On 11/6/2018 10:12 AM, Zimmermann, Thomas wrote:
Shawn -
Server performance is fine and request time are great. We are tolerating
the level of traffic, but the server that is taking all the hits is
obviously performing a bit slower than the others. Response times are
under 5MS avg for queries on all servers, which is within our perf
thresholds.
I was asking specifically about the clusterstatus requests -- whether
the response looks complete if you manually execute the same request and
whether it returns quickly. And I'd like to see the solr.log where
these are happening.
Knowing that requests in general are performing well is good info,
although I have no idea how that is possible on the node that is getting
over a thousand clusterstatus requests per second. I would expect that
node to be essentially dead under that much load.

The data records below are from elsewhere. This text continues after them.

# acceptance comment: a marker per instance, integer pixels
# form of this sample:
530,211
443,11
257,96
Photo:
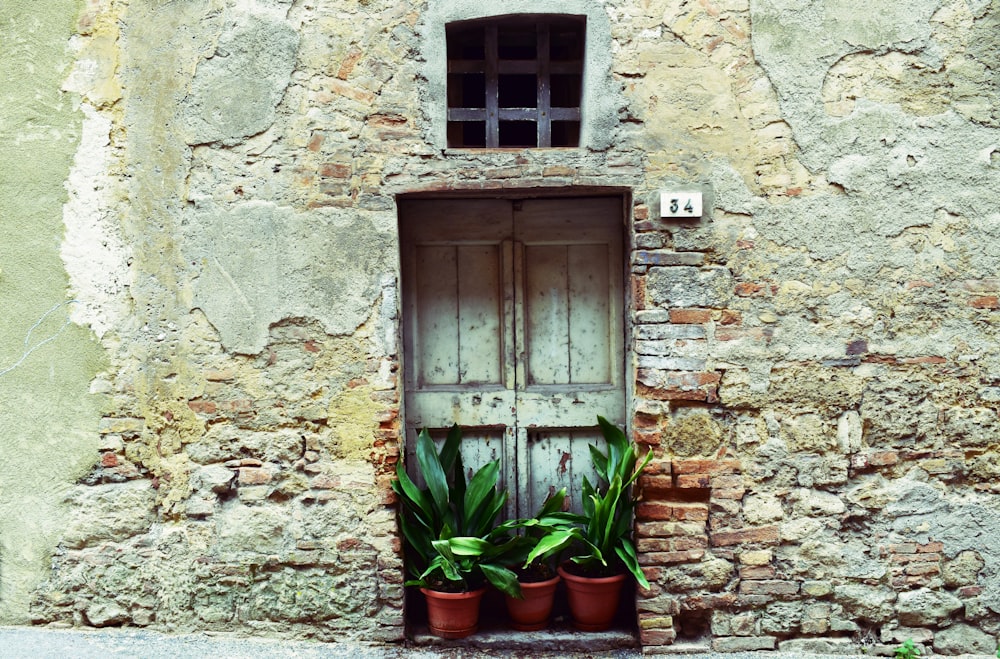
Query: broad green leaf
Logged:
430,467
411,493
480,487
468,546
553,504
626,552
642,465
450,449
600,462
552,543
504,580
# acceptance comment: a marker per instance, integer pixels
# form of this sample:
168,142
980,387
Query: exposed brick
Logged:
690,316
653,511
757,534
692,512
254,476
669,529
708,602
747,288
923,569
690,542
757,572
653,485
701,466
651,638
638,285
769,587
729,317
558,170
668,557
694,480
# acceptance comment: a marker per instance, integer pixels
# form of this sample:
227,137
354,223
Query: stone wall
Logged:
813,362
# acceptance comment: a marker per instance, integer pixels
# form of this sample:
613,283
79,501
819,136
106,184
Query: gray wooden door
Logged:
513,328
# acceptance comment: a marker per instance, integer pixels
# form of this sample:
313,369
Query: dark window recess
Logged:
515,81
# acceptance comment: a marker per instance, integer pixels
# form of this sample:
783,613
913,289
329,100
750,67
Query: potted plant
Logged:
604,554
452,544
531,556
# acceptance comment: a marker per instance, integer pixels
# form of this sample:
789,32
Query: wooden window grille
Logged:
515,81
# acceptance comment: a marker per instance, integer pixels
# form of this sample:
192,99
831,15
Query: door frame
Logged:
627,302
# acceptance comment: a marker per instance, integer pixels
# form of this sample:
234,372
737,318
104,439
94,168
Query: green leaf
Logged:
552,543
430,467
504,580
450,449
553,504
468,546
480,487
410,493
600,462
636,472
626,552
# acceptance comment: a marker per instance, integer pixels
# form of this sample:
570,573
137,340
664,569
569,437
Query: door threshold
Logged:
558,637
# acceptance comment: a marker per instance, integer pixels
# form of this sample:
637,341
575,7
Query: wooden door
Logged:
513,328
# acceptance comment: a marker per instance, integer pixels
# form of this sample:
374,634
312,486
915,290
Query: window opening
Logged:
515,81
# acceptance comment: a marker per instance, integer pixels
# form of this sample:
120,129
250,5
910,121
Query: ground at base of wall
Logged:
45,643
560,637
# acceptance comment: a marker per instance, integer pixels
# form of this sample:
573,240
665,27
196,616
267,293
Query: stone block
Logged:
743,643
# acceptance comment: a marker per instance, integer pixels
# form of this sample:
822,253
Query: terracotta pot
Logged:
593,602
453,615
532,613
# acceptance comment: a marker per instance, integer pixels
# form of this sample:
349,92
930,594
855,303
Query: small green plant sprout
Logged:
907,650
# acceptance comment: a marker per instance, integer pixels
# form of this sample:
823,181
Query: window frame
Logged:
492,66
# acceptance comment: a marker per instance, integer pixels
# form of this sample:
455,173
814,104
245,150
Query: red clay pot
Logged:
453,615
593,602
532,613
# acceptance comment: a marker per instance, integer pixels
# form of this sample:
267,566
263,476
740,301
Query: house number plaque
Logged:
680,204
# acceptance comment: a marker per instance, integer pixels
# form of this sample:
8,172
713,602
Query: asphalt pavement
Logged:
45,643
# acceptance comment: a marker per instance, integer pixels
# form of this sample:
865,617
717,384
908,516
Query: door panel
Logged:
513,328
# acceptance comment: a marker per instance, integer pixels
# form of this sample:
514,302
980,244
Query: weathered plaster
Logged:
48,420
257,263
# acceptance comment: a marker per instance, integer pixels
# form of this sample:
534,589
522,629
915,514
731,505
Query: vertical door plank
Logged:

Since it's apparently
handling it fine ... that's really impressive.
We are running 7.4 on the client and server side, moving to 7.5 was
troublesome for us so we are holding off for the time being.
I was hoping you could just upgrade the SolrJ client, which would
involve either replacing the solrj jar or bumping the version number in
the config for a dependency manager (things like ivy, maven, gradle,
etc). A 7.5 client should be pretty safe against 7.4 servers. The
client would be newer than the server and very close to the same
version, which is the general recommendation for CloudSolrClient when
the two versions cannot be identical for some reason.
Are you absolutely sure that those requests are coming from the program
with CloudSolrClient? To find out, you'll need to enable the request
log in jetty.xml (it just needs to be un-commented) and restart the
server. The source address is not logged in solr.log. It's very
important to be absolutely sure where the requests are coming from. If
you're running the client code on the same machine as one of your Solr
servers, it will be difficult to be sure about the source, so I would
definitely suggest running the client code on a completely different
machine, so the source addresses in the request log are useful.